Pasar SUN hari Kamis ditutup menguat, yield SUN tenor 10 tahun turun 5 bps ke level 7,95%. Yield SUN tenor 10 tahun telah turun 79 bps sejak akhir tahun lalu yang tercatat sebesar 8,74%. IHSG ditutup naik 43,37 poin (0,92%) ke level 4.775,86. IHSG terus naik dan selalu berada di teritori positif sejak pukul 09.00. Year to date IHSG membukukan peningkatan indeks sebesar 3,98% (IHSG akhir tahun lalu sebesar 4.593,00). Asing membukukan net buy sebesar Rp0,88 triliun, sehingga year to date asing membukukan net buy sebesar Rp1,49 triliun. Sementara itu, nilai tukar rupiah melemah tipis, turun Rp8 ke level Rp13.463 per dolar AS. NDF Rupiah 1M melemah Rp63 ke level Rp13.565 per USD. Pelemahan di NDF berpotensi membuat nilai tukar Rupiah di pasar spot hari ini akan bergerak melemah. Persepsi risiko meningkat, CDS spread 5Y naik 14 bps ke level 265.

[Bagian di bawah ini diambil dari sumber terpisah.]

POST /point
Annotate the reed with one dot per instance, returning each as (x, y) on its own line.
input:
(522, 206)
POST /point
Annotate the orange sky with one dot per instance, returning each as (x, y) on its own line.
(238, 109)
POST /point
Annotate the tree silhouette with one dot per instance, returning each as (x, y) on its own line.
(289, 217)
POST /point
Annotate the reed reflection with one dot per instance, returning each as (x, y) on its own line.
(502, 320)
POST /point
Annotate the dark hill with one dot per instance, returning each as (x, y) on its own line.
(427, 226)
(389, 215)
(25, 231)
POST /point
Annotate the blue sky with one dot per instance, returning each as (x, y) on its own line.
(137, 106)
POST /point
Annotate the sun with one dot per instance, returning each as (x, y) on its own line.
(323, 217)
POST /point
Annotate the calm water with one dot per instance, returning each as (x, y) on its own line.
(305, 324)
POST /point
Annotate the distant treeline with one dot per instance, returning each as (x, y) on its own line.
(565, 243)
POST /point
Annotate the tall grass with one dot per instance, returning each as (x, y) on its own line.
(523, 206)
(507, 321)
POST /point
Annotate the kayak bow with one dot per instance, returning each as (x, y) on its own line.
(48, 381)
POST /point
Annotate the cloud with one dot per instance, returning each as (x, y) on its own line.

Pasar keuangan global kemarin umumnya melemah seiring dengan sentimen flight to quality. Investor melihat perekonomian global semakin melambat. Harga minyak yang terus turun semakin meningkatkan sentimen negatif ini. Pidato Yellen pada hari kedua yang cukup dovish tidak mampu memperbaiki sentimen negatif investor. Di tengah volatilitas pasar keuangan global, baik bursa saham Indonesia maupun yield SBN justru menunjukkan penguatan. Terlebih dengan membaiknya persepsi investor terhadap fundamental perekonomian Indonesia. Rangkaian afirmasi credit rating agency, hingga berita peningkatan porsi Indonesia dalam JP Morgan EMBIGD, diperkirakan akan terus membuat dana asing masuk ke pasar keuangan Indonesia.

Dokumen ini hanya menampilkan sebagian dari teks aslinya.